人間と言うものはここ数百年ほどでそれほど進歩しているわけでもないので、たとえば文学作品の中で人間についての新しい理解が出てくるところに出くわすなんてそうそうあるものでもないと思う。まあだからといって、古典だけあれば文学はもう要らないのかというと、そうでもない。テーマは同じであっても、それを現代の言葉で繰り返して語ることで、より切迫性を持って受け手にそのテーマを伝えることができると思うわけだ。音楽にはカバーバージョンがあり映画にはリメイクがある。で、この本は、小説でちょっと変わった形でそれを試みたものだろうと思うのだ。12編ある短編のそれぞれに、例えばピノキオだったりカフカの変身だったりという本歌があって、その一部が引用されながら、それとパラレルな話が現代を舞台に震災や経済問題やアイドルの話といった社会問題とも絡みながら語られて行く、というそういう形式だ。
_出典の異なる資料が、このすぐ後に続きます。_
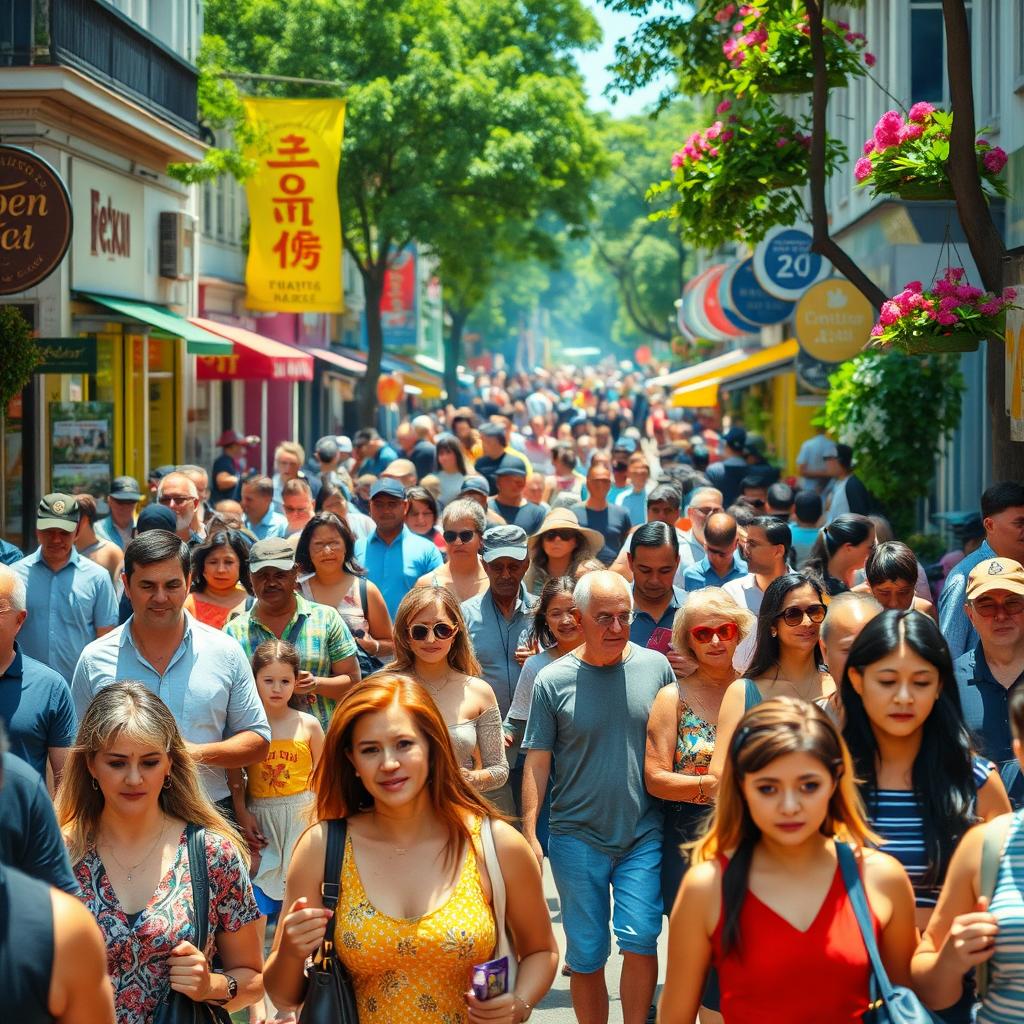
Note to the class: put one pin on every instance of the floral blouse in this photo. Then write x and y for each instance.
(136, 953)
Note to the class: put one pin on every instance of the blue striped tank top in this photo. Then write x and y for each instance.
(1005, 999)
(896, 816)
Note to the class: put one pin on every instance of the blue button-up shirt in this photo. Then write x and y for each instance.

それぞれの話は当たり前だがいろいろ違っているけれども、全体としては「前世代の呪い」みたいなものが底流として一貫して存在しているように思われた。呪いというと言い過ぎかもしれないが、決して両手を上げて歓迎すべきものとも言えない前世代が残した影響。現行世代はこれに苦しめられているのである、と考えれば、これはまさに今の社会の事を述べてドンピシャリである。ちゃんと前の戦争の事を精算しといてくれよう、とか、たくさん放射性廃棄物残してくれちゃってよう、という。やはりこれは古典を読むだけでは得られない理解だろうと。

12編あるお話だが、最初の数編は主人公(というか子供側)の閉塞感がとても強い話に感じられたが、後半に進むにつれて、主人公が解放される話が増えて伸び伸びした話であると言う印象が強くなった。これは意図的な配列なのか、それとも雑誌掲載順だとしたら大岡先生の心境の変化を表しているのか、どっちだろうかしら。

で、私的に好きな話は、「ちんちんかゆかゆ」は置くとすると、「イワンのばか」を底本にした「悪魔はだれだ?」と「詐欺師フェーリクス・クルルの告白」がネタの「うそつきは何の始まり?」の二つだ。どちらも主人公の心が空っぽなのがとても素敵。あと、「変身」を元にした「硬くてきれいで無慈悲で」はそのSFチックな話の展開が面白かった。

ということで、表紙もかわいらしいこの本、皆さんもどうぞお読みください。